Yatakta geçen beş dakika, bir iş gününün son birkaç dakikasından ne kadar farklı olabilir. Saat bize aynı zamanın geçtiğini söylüyor, ancak büyük olasılıkla zihnimiz bize geçmediğini söylüyor. Bu yazıda takvimin sayfalarını çevirirken zamanın geçişini nasıl algıladığımızdan bahsedeceğiz.
Yaşlandıkça zaman daha hızlı geçiyor

Kim “bu yıl uçup gitti” diye düşünmedi ki? Elbette bir yaştan sonra tüm insanlarda zamanın çok hızlı geçtiği anlayışı vardır . Ve tamamen doğru olmasa da, bir açıklaması var. Durham’daki (Amerika Birleşik Devletleri) Duke Üniversitesi’ndeki bir grup araştırmacı, yaşlandıkça zamanın neden daha hızlı geçtiğine dair bu açıklamayı buldu.

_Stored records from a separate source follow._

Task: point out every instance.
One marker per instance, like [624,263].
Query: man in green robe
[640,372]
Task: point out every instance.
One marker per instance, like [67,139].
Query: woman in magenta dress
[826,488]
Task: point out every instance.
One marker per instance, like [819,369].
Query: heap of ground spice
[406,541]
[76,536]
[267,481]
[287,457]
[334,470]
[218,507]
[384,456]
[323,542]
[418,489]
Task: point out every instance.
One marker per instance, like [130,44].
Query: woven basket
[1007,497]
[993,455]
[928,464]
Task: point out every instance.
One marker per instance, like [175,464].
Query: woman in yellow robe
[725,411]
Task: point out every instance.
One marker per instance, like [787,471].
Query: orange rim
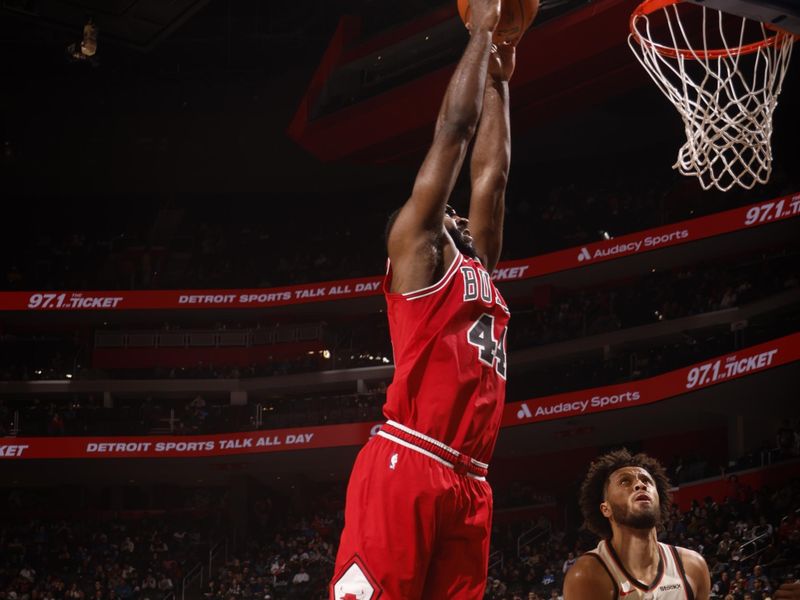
[650,6]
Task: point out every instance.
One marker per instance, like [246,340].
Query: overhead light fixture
[87,48]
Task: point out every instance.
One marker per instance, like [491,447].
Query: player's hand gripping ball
[515,18]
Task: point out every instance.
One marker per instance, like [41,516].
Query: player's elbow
[458,129]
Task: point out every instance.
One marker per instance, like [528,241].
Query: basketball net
[725,96]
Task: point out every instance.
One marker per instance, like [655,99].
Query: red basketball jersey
[449,342]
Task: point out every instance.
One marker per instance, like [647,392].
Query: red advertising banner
[745,362]
[684,232]
[250,442]
[646,391]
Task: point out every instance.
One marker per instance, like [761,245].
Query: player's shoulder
[691,559]
[696,569]
[588,578]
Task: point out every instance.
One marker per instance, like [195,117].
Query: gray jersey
[670,582]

Bu fenomeni açıklayacak olan hipotez psikolojik açıdan oldukça mantıklıdır: Çocukken gördüğümüz her şeyi ve başımıza gelenleri öğreniriz. Ayrıca tecrübemiz az ve dileklerimizin bir an önce yerine getirilmesini istiyoruz. Bir çocukta bir yıllık yaşam, beynimizin elli yaşında bir yıldan çok daha fazla depoladıklarının bir yüzdesini temsil eder.

Kendini zamanın belirli durumlarda neden daha hızlı geçtiğini araştırmaya adayan Adrian Bejan için bu his, beynin görüntüleri işleme hızının bir sonucudur .

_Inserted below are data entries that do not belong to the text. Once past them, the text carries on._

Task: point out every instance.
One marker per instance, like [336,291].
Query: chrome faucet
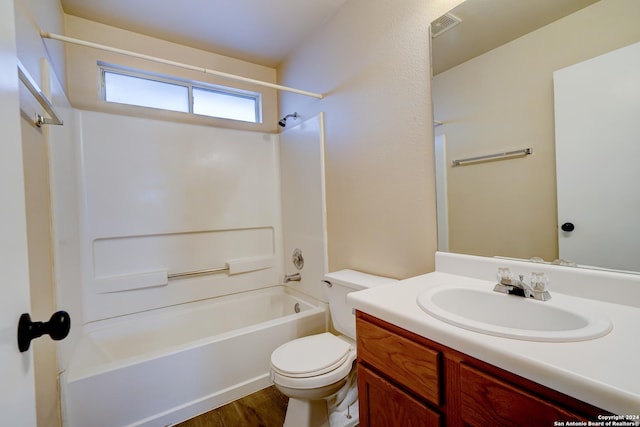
[536,290]
[295,277]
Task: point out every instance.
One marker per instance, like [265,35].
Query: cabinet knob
[568,227]
[57,328]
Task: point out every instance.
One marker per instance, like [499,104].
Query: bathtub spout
[295,277]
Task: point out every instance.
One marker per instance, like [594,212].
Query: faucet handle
[539,282]
[504,275]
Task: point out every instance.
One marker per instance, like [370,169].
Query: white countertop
[604,372]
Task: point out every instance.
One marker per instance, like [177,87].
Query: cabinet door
[489,401]
[382,404]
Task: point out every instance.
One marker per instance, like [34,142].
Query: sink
[485,311]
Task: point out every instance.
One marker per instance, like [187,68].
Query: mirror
[493,93]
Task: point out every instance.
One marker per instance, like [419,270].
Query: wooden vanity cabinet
[407,380]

Prag'daki Eski Belediye Binası'nın saati

işleme hızı

Zamanın daha hızlı geçtiğine dair öznel duyumlara sahip olmamızın bilimsel açıklaması, işleme kapasitemizin azalmasıdır. Bunun sonucu nedir? Genç bir kişi için (algısal olarak konuşursak) bir dakika, yaşlı bir kişiden daha az sürer gibi görünüyor.

“European Review” dergisine göre, nihai sonucun bir fikirle ilgisi var: Yetişkinler aynı miktarda gerçek zamanlı olarak çok daha az sayıda yeni görüntü gördüğünden, onlara zamanın daha hızlı geçtiği anlaşılıyor.

Weber yasası: zaman daha hızlı geçer

Ernst Heinrich Weber, bu algısal fenomen sınıfını açıklamak için psikofiziksel bir yasa önerdi. Elemente der Psychophysik adlı kitabında , fiziksel uyaranın büyüklüğü ile nasıl algılandığı arasında nicel bir ilişki kurar .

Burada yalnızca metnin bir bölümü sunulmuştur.